Obit watch: April 20, 2020.

Nobuhiko Obayashi, Japanese film director.

Mr. Obayashi’s startling feature debut, in 1977, was “House,” a demented horror movie that is more comic than scary. The Los Angeles Times called it “one of the most enduringly — and endearingly — weird cult movies of the last few decades.”
Reviewing it in The New York Times in 2010, when it had a theatrical run at the IFC Center in Manhattan in advance of a DVD release, Manohla Dargis described the goings-on.
This might be about a haunted house,” she wrote, “but it’s the film that is more truly possessed: In one scene a piano bites off the fingers of a musician tickling its keys; in another a severed head tries to take a bite out of a girl’s rear, snapping at the derrière as if it were an apple. Later a roomful of futons goes on the attack.”

Peter Beard, wildlife photographer and wild man. I’d never heard of this guy before, but the obit is amazing.

Even by the dashing standards of wildlife photography, his résumé was the stuff of high drama, full of daring, danger, romance and tall tales, many of them actually true. Had Mr. Beard not already existed, he might well have been the result of a collaborative brain wave by Hemingway, F. Scott Fitzgerald and Paul Bowles.
He was matinee-idol handsome and, as an heir to a fortune, wealthy long before his photographs began selling for hundreds of thousands of dollars apiece.
Besides documenting Africa’s vanishing fauna, he photographed some of the world’s most beautiful women in fashion shoots for Vogue, Elle and other magazines. He had well-documented romances with many of them, including Candice Bergen and Lee Radziwill, the sister of Jacqueline Kennedy Onassis.

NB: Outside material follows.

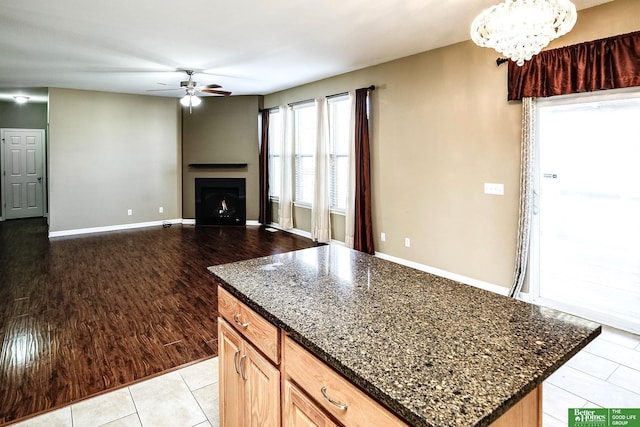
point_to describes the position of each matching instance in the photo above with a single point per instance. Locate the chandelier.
(519, 29)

There was the time, for example, as Vanity Fair reported in 1996, that Mr. Beard, after roistering until 5 a.m. at a Nairobi nightclub, emerged the next afternoon from a tent on his ranch in the Kenyan countryside followed by the “four or five” young Ethiopian women he had brought home with him.
“We were very cozy,” he noted.
There was the time in 2013, The New York Post reported, citing court documents, that Mr. Beard, then 75, returned home about 6 a.m. to the Midtown Manhattan apartment he shared with his wife, Nejma Beard, who was also his agent, after a night’s revels.
Ms. Beard did not take kindly to his return — not because of the hour, but because he happened to have two Russian prostitutes in tow. In response, she dialed 911, declared that her husband was attempting suicide and had him committed for a time to a local hospital.

He “discovered” the supermodel Iman, and was at one time married to Cheryl Tiegs.

Mr. Beard’s best-known work was the book “The End of the Game,” first published in 1965. Comprising his text and photographs, it documented not only the vanishing romance of Africa — a place long prized by Western colonialists for its open savannas and abundant big game — but also the tragedy of the continent’s imperiled wildlife, in particular the elephant.

Mr. Beard’s close studies of wildlife at Tsavo East National Park in Kenya had shown him that the elephant population there, having far outstripped the available food supply, was starving to death by the thousands. Deeming himself a “preservationist,” he argued for the controlled culling of elephant herds, a position that by the 1960s had made many conservationists cringe.
“Conservation,” Mr. Beard once said, “is for guilty people on Park Avenue with poodles and Pekingeses.”
Mr. Beard brought his thesis home even more starkly in subsequent editions of “The End of the Game,” which contained his later aerial photographs of the ravaged Kenyan landscape. In those images, elephant skeletons litter the parched earth like gleaming ghosts.

For Mr. Beard, the late 20th century was a notably dark time. In 1977, while he was in New York City, an oil furnace exploded at his Montauk home. The house was destroyed, along with paintings by Warhol, Bacon and Picasso and decades’ worth of Mr. Beard’s photographs and diaries.
In September 1996, while picnicking near the Kenya-Tanzania border, he was charged by an elephant, who came at him, he recalled, like “a freight train.”
The elephant ran a tusk through his leg, narrowly missing the femoral artery. Using its head as a battering ram, it crushed Mr. Beard, breaking ribs and fracturing his pelvis in at least a half-dozen places. By the time he arrived at the hospital in Nairobi, according to news reports, he had no pulse.
Doctors revived him, but damage to his optic nerve left him blind. He was told that he might never walk again. He eventually regained his sight, and the ability to walk. He underwent further surgery in New York and lived ever after with more than two-dozen pins in his pelvis.

Sadly, Mr. Beard had developed dementia: he wandered away from his home sometime around March 31st. His body was discovered yesterday.